9h20. Alors que l’équipe d’intervention se dirige vers la commune de Kani-Kéli, celle-ci se retrouve confrontée une fois encore à une infraction au code de l’environnement. Toujours au bord de la route nationale, un habitant a décidé de remblayer un terrain dont le cadastre révèle qu’il n’est pas le propriétaire. “Lorsque la saison des pluies sera là, les conséquences de ces travaux pourraient bien être gravissimes », avance Maoudjoudi en pointant du doigt la ravine en contrebas. Si rien n’est fait d’ici quelques mois, les averses ne feront qu’une bouchée des tonnes de terre rouges qui poursuivront leur course dans la rivière aval et de là au lagon.

Sous le regard inquiet des policiers, des chantiers comme celui-ci poussent de jour en jour comme des champignons. Moyens professionnels, engins de chantier, pot de vin, les destructeurs de l’environnement agissent impunément et les mentalités peinent à évoluer. “Nous faisons de la prévention lorsque cela est nécessaire comme pour le lavage en rivière par exemple, mais lorsque des infractions aussi graves sont commises, nous n’hésitons pas à verbaliser”, affirment fermement les agents municipaux. Différents poids de mesure selon les infractions donc et un même but : la préservation de Mayotte et son environnement.

Pluie d’infractions et de pesticides

9h45. De nouveau en mission, la police intercommunale de l’environnement de la communauté de communes du Sud se dirige cette fois vers la mangrove de Miréréni Bé.
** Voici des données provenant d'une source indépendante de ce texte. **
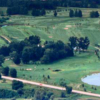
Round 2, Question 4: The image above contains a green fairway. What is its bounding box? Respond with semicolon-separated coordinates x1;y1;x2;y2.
4;50;100;93
0;8;100;100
Là, sur plusieurs hectares, les palétuviers et autres bois de rose ont été réduits à néant. À la place ? Des champs de tomates, de bananes, de maniocs, mais aussi de l’élevage. Tout juste le seuil de la propriété franchi, les agriculteurs présumés prennent la fuite. Des travailleurs probablement en situation irrégulière et embauchés de manière illégale par des professionnels mahorais. Car surprise : en effet les vaches, chèvres et moutons sont bouclés. Mais, les infractions ne s’arrêtent pas là. Partout, des produits phytosanitaires interdits en France jonchent le sol. Déchets en tout genre, pollution des sols, défrichage, emploi de clandestins… La note est lourde et pourtant les peines tardent à tomber.

S’ils rédigent de nombreux procès-verbaux, les brigadiers semblent parfois confrontés à un grand sentiment de solitude. Ni la population ni les institutions ne paraissent prendre conscience de la gravité de la situation. “Si nous ne faisons rien, c’est une destruction programmée de l’île d’ici 40 ans qui nous attend”, affirme le chef de service de ladite brigade, Jean-Pierre Cadière. Bien seules sur le terrain, les équipes espèrent davantage de coordination à l’avenir avec les autorités compétentes. Si elles bénéficient de l’appui du président de la communauté de communes du Sud, du procureur, mais aussi de la gendarmerie, le temps presse et rien ni personne ne pourra plus rien pour préserver la beauté et la richesse des paysages mahorais.